I noticed that after that, though, the more and more I was going through struggling with the difficult patients, it became easier to adjust my perspective and look at them and see what I could do for them. What we are always told is that it is about the patients, not us. Somehow that's supposed to make me tear up less but I still do on occasion. The more I repeat that internally to myself, the easier it is to overcome. They are suffering, yes, it is profoundly sad, but we are there to care for them. The loss and suffering do not belong to us. We are there at the beginning of life and at the end of life. As deep as the emotions are that words like that can bring up, we are infinitely privileged and simultaneously burdened to do so.
If it helps, my instructors cry on the way home after difficult days. They just save it until they can get it out. I do that, too, sometimes. It gets easier to save it for the end of the day.
My problem is in L&D. I find the wonder of new life coming into the world is such an emotional event that it is really difficult not to get all teary eyed from the sheer joy. But there is work to be done! Need to see clearly to do it. Also, wiping your tears means you have to wash your hands again. Plus who wants to see such an awesome event blurred by tears?

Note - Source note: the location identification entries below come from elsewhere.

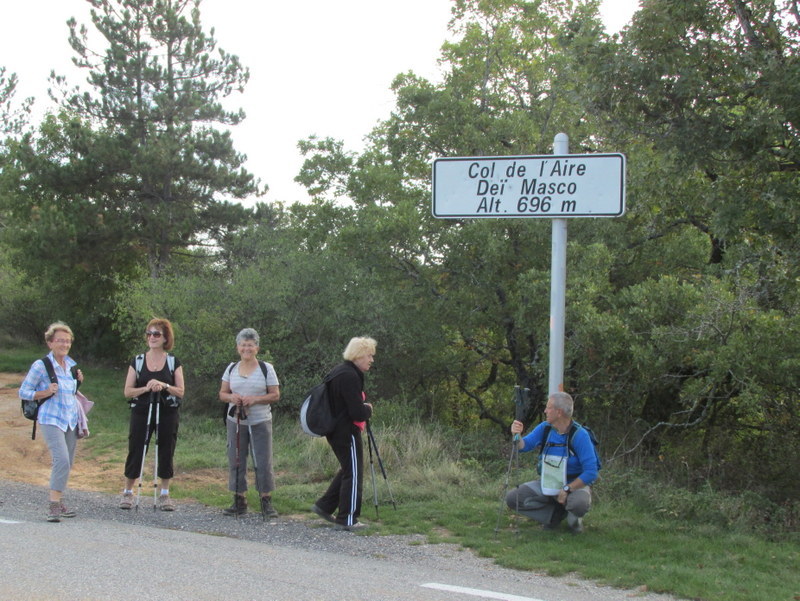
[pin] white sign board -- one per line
(550, 186)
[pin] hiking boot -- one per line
(321, 513)
(126, 502)
(238, 507)
(54, 513)
(267, 510)
(575, 523)
(165, 503)
(357, 527)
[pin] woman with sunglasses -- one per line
(155, 386)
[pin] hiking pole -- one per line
(144, 451)
(374, 484)
(371, 437)
(156, 433)
(255, 467)
(521, 402)
(238, 462)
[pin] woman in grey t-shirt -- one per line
(249, 387)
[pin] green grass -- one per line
(449, 497)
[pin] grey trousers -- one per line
(261, 445)
(528, 500)
(62, 453)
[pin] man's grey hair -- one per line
(563, 402)
(247, 334)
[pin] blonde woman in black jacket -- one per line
(346, 391)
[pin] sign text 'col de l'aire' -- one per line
(548, 186)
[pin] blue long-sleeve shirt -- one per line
(61, 410)
(582, 464)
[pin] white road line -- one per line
(476, 592)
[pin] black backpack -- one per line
(571, 450)
(316, 412)
(30, 409)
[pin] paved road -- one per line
(108, 559)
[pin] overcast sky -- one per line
(316, 67)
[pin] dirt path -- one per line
(26, 460)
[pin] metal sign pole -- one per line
(558, 287)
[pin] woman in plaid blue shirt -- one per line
(58, 415)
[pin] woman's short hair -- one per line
(563, 402)
(247, 334)
(359, 347)
(166, 328)
(57, 326)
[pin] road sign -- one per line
(548, 186)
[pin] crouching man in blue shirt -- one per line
(567, 468)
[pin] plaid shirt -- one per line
(61, 410)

I totally wanted to cry when I saw my first vag birth. It was so amazing! It was impossible not to be overwhelmed. I think one thing that kind of solidified not crying for me though was I happened to mention it to the mother (who was very all about herself and much younger than I was -- could never comprehend asking to put the things on Facebook that she wanted to) and she was like, "Why? You didn't give birth. It's not YOUR baby." Well, shoot, excuse me. No one else but my instructor, me and your nurse were there cuz you told all your family to get out for no good reason. Sorry to share the emotion of how awesome it was that you just gave birth. <_>
Mavrick, BSN, RN
1,578 Posts
Like most things the way to go is moderation. Of course a stonehearted cruel b***h plays well in the movies but isn't really an effective nurse but neither is the blubbery wimple (that usually gets slapped also in the movies to "snap her out of it").
You have been at this new life experience just a few semesters and come into the most emotional time in many people's lives. It takes some getting used to and if you keep at it you will probably find your happy medium. Talk it out at post clinical discussions. Focus on your tasks at hand and tell yourself you are more helpful to your patient by staying in your role as their nurse. They are counting on your knowledge and expertise when the goin' gets rough.
If you do find that it just doesn't get more manageable then, yes, there are more removed aspects of nursing to consider. Pre-op and OR nursing come to mind.
You are learning so many new things. Not just book-learning but a whole culture. This body of knowledge that makes us a profession.
Hang in there and give yourself a little compassion too.